Natürlich wird auch Mourinho eine Tafel aufgestellt und ein paar Namen und Pfeile darauf gemalt haben, aber ein Effekt ließ sich nicht erkennen. Was man sah, war eine Mannschaft mit brillanten Fußballern, die imstande waren, brillante Kombinationen aufs Feld zu zaubern. Diese Momente schienen jedoch meist das Resultat geglückter Improvisationen und Pioniertaten zu sein, wobei sich Cristiano Ronaldo und auch Luka Modric deutlich mehr hervortaten als Mesut Özil, der sich auf seiner rechten Seite offenbar nicht wohlfühlte.

Reals auffälligster Mannschaftsteil war jedoch die unsortierte Defensivabteilung, in der ständig jemand falsch stand oder über den Ball trat.
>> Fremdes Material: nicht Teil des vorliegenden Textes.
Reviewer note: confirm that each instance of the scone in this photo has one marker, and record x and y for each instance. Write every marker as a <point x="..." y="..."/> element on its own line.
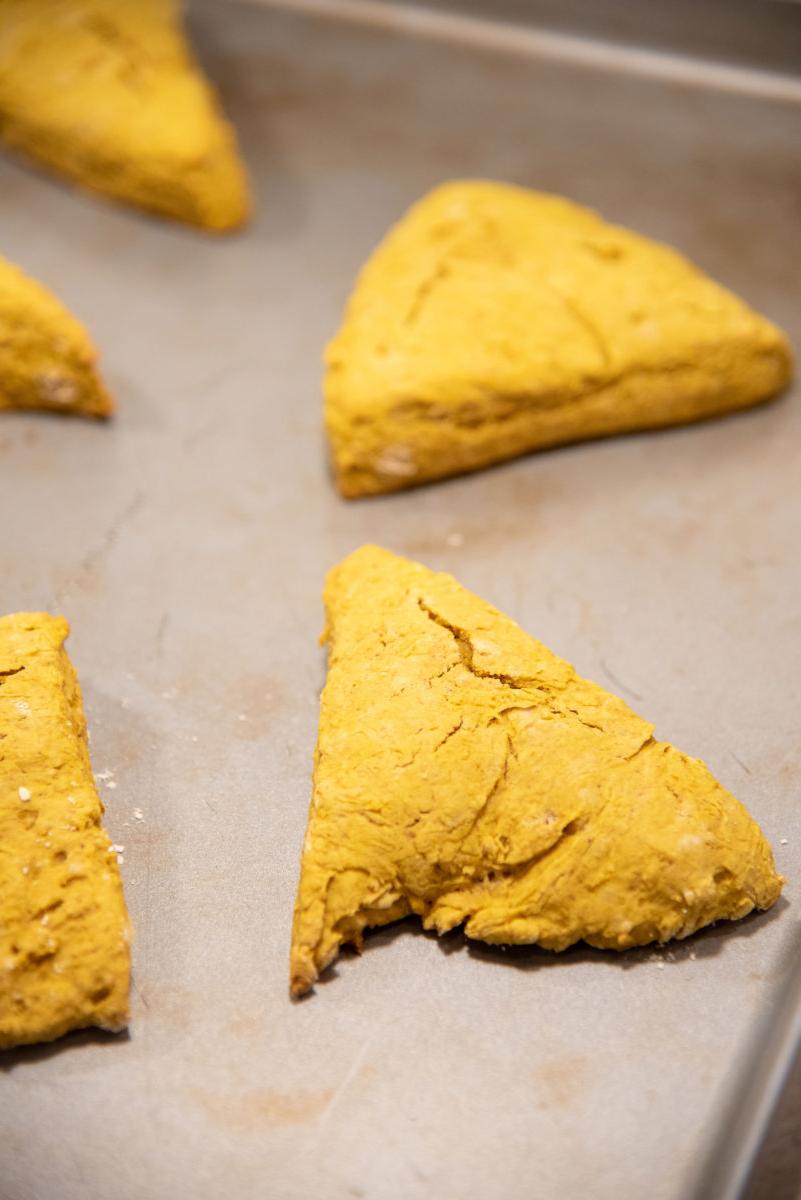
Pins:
<point x="494" y="321"/>
<point x="47" y="359"/>
<point x="64" y="927"/>
<point x="108" y="93"/>
<point x="467" y="774"/>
Diesem traditionellen Real-Madrid-Makel konnten auch die als Schwerarbeiter engagierten Sami Khedira und Xabi Alonso nicht entgegenwirken.

Reals Spiel war nicht königlich, es hatte nicht einmal großbürgerliches Format. Es war, abzüglich der individuellen Reize, konventionell und beinahe gestrig. Mourinho verfolgte es teilnahmslos, es gab kein Coaching und keine Unterweisungen, er stand, Hände in den Taschen, unbewegt am Spielfeldrand, als ob es ihn nichts anginge. Immerhin nahm er sich Zeit, mitten im Spiel seinen früheren Schüler Nuri Sahin zu begrüßen, und man konnte ihm auch nicht nachsagen, dass er ein schlechter Verlierer wäre. "Ich habe eine Mannschaft gesehen, die dominiert und deswegen verdient gewonnen hat", sagte er. Er tadelte zwar in den Interviews, dass allen Dortmunder Toren Fehler seiner Spieler vorausgegangen seien, aber er blieb cool und entspannt.
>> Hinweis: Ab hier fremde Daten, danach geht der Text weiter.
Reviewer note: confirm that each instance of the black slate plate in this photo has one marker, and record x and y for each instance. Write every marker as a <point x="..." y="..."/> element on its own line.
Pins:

Der portugiesische Trainer war vor drei Jahren in Madrid dazu angetreten, die Champions League zum dritten Mal zu gewinnen. Er hat dem FC Porto und Inter Mailand dieses Glück verschafft, mit Real wird es ihm wohl nur gelingen, wenn beim Rückspiel in Bernabeu etwas Großes geschieht. Zum Saisonende, das wird nicht erst seit Mittwoch in der Branche kolportiert, nimmt er seinen Abschied in Spanien, um zum FC Chelsea zurückzukehren.